Heir versus Hare
Wednesday, 04 March 2009 18:24

Hare versus Heir

When we were developing our new website before Christmas 2008 we wanted naturally enough to ensure that all sailors who wanted to sail with us knew where we were on the map and that we did not confuse you all by saying we are here when in fact we are there, or rather Heir v Hare. At the same time we were trying to sort ourselves out on the Google map and found that the wonderful people at Google would not allow us to drive across the water from Cunnamore to Heir (Hare) Island. This was indeed very smart as regular users know that you have to book the ro ro ferry if you want to stay dry.

Coincidentally at about this time i read an article in the Irish Times under the heading " Website may end squabbling about Irish placenames" I emailed the website in question This e-mail address is being protected from spambots. You need JavaScript enabled to view it and communicated with a most helpful person Padraig O Dalaigh. I quote Padraig's email " Bruno O'Donoghue in his Parish Histories and Place Names of West Cork (1986) p.17 under Hare Island gives Inis an Oidhre ( Heir Island), stating that " Heir Island is the basis for the present name". However, the Down Survey map of 1657 gives Hare Island as does Charles Smith's history of Cork (1750). This was also the spelling adopted by the Ordnance Survey in their first edition six-inch maps (Cork, sheet 149) and in all subsequent editions. I spoke with Padraig as we were finally going to print to see if Hare was going to become Heir officially, I was assured that Hare was going to stand and I quote his final email" Hare Island or Inishodriscol is official Irish form being Inis Ui Drisceoil. Bruno O'Donoghue's form, Inis an Oidhre, is unattested and may be a translation to Irish of what he perceived the origin of the name to be, Heir Island. Names were transliterated and translated by the English from Anglo-Norman times, the heaviest period of transliteration occuring from around 1560-1660.
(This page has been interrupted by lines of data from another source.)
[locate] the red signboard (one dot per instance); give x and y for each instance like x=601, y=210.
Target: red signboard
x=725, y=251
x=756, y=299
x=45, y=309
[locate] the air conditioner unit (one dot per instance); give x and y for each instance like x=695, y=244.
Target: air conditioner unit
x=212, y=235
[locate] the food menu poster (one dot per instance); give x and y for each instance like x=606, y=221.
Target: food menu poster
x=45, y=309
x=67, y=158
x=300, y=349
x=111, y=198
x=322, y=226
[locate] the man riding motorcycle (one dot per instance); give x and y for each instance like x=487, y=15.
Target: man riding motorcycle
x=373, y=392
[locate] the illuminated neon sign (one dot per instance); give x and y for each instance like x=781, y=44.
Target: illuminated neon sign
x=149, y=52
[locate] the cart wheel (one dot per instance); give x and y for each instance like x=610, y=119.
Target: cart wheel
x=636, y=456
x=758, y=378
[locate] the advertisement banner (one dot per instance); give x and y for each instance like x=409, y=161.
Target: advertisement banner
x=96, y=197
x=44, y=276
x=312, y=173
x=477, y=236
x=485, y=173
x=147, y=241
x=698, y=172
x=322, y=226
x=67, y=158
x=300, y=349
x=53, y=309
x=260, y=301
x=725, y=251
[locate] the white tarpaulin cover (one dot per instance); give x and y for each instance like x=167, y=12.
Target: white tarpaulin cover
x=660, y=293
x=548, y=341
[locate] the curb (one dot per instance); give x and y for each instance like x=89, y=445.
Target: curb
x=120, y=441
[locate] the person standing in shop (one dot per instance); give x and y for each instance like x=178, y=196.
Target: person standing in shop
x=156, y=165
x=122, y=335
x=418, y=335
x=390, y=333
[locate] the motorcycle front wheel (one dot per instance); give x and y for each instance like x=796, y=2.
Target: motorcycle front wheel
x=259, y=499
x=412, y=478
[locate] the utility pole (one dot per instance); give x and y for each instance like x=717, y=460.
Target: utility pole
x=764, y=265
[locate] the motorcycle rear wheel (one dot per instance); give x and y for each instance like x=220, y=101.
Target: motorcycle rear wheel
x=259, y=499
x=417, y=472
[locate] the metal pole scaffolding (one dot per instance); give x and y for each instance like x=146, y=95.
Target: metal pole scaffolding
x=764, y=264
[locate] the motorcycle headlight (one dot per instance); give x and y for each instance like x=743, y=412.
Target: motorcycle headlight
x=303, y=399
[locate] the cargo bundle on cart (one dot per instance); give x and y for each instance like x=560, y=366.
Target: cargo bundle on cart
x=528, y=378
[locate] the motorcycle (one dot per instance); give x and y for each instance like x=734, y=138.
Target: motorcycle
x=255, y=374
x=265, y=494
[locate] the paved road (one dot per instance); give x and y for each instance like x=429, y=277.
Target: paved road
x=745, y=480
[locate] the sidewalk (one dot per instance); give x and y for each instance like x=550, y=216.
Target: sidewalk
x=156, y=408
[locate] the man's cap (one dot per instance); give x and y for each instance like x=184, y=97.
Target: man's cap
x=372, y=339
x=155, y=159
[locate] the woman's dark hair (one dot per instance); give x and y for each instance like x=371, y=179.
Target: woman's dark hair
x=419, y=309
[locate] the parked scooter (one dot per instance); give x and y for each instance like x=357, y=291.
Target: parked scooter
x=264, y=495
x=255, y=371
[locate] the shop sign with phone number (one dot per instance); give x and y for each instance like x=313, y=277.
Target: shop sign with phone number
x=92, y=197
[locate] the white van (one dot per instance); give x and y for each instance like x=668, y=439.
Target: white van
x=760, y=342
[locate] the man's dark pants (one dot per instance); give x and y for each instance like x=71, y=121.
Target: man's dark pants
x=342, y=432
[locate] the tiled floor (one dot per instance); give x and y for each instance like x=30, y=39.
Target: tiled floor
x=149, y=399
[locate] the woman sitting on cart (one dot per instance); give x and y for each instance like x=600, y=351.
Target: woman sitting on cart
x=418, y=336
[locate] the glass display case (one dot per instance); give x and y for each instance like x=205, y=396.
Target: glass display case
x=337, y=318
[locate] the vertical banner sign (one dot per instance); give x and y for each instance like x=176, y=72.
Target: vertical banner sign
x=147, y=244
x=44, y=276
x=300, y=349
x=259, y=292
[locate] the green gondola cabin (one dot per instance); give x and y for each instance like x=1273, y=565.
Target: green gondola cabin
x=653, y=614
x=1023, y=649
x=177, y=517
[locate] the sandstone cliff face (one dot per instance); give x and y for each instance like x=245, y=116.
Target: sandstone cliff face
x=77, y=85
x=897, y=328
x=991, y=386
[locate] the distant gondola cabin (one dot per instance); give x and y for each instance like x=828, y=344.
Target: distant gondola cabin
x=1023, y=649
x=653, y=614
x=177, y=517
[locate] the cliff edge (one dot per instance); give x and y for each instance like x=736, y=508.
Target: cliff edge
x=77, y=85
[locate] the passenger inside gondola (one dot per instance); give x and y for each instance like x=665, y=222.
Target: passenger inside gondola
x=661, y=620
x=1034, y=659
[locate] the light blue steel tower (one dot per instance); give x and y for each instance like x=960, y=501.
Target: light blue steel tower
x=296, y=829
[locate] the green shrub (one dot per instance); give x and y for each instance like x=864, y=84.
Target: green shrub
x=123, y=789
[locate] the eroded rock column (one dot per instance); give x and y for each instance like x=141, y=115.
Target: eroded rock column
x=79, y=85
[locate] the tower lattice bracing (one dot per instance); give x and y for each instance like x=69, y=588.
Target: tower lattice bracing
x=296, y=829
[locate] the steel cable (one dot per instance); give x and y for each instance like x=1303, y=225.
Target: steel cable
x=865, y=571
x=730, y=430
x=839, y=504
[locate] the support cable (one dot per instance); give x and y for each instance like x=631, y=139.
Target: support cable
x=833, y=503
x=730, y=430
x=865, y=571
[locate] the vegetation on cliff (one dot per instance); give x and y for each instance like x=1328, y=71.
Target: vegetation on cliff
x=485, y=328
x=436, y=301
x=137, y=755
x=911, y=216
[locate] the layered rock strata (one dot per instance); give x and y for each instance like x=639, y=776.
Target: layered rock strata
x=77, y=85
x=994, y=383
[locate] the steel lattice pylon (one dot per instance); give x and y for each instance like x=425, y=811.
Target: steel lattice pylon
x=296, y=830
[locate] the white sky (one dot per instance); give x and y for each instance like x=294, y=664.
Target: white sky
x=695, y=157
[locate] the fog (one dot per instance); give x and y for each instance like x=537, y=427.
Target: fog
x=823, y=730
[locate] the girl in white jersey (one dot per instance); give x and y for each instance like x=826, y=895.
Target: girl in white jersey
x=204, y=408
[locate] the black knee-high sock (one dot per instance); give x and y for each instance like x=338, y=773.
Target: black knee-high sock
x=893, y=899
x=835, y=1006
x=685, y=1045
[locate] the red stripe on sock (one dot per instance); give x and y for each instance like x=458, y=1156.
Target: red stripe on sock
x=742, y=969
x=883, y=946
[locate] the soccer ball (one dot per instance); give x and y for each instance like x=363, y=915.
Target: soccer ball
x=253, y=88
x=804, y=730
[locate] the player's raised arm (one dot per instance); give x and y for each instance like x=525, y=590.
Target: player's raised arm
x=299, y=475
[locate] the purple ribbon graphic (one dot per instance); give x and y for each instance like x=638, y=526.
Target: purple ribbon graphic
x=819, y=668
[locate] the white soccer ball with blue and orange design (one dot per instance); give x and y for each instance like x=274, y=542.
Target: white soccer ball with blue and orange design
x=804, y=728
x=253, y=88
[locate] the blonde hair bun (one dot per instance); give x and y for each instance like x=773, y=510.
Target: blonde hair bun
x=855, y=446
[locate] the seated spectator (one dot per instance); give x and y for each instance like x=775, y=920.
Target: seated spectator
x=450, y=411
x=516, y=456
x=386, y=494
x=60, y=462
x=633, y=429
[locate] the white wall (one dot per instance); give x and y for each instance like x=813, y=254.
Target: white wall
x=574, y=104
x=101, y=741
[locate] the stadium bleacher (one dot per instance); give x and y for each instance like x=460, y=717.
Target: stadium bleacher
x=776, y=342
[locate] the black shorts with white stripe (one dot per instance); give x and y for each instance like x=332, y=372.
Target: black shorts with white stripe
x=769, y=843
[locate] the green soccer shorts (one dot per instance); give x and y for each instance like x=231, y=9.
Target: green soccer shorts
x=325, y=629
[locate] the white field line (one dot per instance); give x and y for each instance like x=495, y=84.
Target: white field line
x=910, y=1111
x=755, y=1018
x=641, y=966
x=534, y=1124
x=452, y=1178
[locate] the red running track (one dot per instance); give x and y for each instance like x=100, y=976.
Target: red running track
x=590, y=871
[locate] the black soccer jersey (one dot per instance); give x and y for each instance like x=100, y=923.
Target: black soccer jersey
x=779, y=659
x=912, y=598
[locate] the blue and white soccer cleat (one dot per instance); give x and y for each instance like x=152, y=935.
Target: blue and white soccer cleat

Are you any the wiser? We decided to hedge our bets and to use both spellings. Brian Friel wrote an acclaimed play called Translations which coincidentally was performed at Glebe House in Baltimore last summer, is there a play in Heir/Hare, please let us know your thoughts and let us see if this blog can excite a level of interest that so exorciated the worthy citizens of Dingle or is it da---------.